How does it work? Device makers today limit charge speed to a rate that all batteries can handle without getting damaged. Instead of sticking to a slower speed that’s safe for all batteries, Qnovo has developed software that periodically sends a signal to the battery and measures the voltage response. By doing this, the company claims they can determine the battery’s temperature and other stress factors. With this information, they can adjust the charging rate to deliver as much current as the battery can handle, while maintaining the 500 to 800 charge cycles device makers expect their batteries to deliver.
This smarter form of charging, not dissimilar to the way modern processors adjust their clock speeds to efficiently perform different tasks, seems like an idea that smartphone makers would have implemented years ago. But Robert Nalesnik, Qnovo’s vice president of marketing, says that there was a lack of communication between two key parties.
“Battery chemists really didn’t talk to the electrical engineers in the large battery companies. Those tended to be totally different domains,” says Nalesnik. “The thesis [early on at Qnovo] was that if we put battery chemists together with electrical engineers, we can come up with a more creative way to solve that problem.”
Indeed, the company’s trio of founders includes Nadim Maluf, a former Stanford consulting professor of electrical engineering; Dania Ghantous, a chemical engineer with a specialty in lithium-ion batteries; and Fred Berkowitz, a former Apple Macbook engineer.
Qnovo isn’t the only company working on fast charging. Qualcomm, makers of chips in many high-end tablets and smartphones, is already shipping Quick Charge 2.0-enabled devices, which the company says charge in 75 percent less time.

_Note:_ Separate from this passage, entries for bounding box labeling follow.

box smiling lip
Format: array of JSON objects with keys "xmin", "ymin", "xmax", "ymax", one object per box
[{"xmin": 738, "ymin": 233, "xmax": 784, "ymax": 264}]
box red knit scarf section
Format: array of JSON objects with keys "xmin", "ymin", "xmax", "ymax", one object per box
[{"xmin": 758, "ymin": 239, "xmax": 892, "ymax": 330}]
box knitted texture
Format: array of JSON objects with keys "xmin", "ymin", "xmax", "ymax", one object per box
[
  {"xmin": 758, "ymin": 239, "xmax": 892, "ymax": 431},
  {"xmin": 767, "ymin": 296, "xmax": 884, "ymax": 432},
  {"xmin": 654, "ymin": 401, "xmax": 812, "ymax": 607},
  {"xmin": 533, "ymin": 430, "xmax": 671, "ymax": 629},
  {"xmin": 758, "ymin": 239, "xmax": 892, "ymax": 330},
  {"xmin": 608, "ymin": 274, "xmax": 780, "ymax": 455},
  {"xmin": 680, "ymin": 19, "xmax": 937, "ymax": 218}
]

But Nalesnik says Qnovo’s technology will not compete with Qualcomm’s, but rather compliment it. He says Qualcomm has helped the situation by moving away from the 5-volt USB standard, and creating a “handshake” between the adapter and the device, so that the voltage and power can be increased. Because of this, device chargers can move from a traditional 5 watts to delivering up to 18 watts.
Nalesnik says Qnovo takes that extra incoming power and delivers it smartly to the device. “We sit between the charger and the mobile device,” says Nalesnik. “Think of us as the traffic cop that determines how much of that power goes to the battery.”
The company has two adaptive charging solutions in the works. One is based purely on software, and allows Qnovo to vary power delivery every several seconds. A second hardware-based solution, which would require device makers to include a tiny chip, should allow for even faster charging, as it can adjust power every several milliseconds.
“In the software case, we instruct the charger to change its current,” says Nalesnik. “In the hardware case, there’s actually a transistor that manages the current, and we basically turn that current on and off as it goes to the battery.”
While one of the company’s technologies relies entirely on software, don’t expect to just be able to download an app and instantly increase your charge time. Apps don’t have the ability to tinker with charging rates because of safety issues. If a battery is improperly charged, it can get extremely hot, swell up and, in extreme cases, even catch fire or explode.
So the company’s software implementation, called QNS, will instead have to be baked into the kernel of future operating system updates. Qnovo has, however, shown QNS working on a Google Nexus 5 smartphone running a modified version of Android. The company claims charge time is roughly cut in half, with the QNS-enabled phone delivering an extra 2.5 hours of talk time for every 10 minutes of charging.
Nalesnik says Qnovo is working with most major mobile device makers to deliver its technology in future models. He expects the first smart-charging Qnovo-equipped tablets and smartphones to arrive in 2015, with software-only devices arriving first and the faster-charging hardware implementation coming to devices later in the year.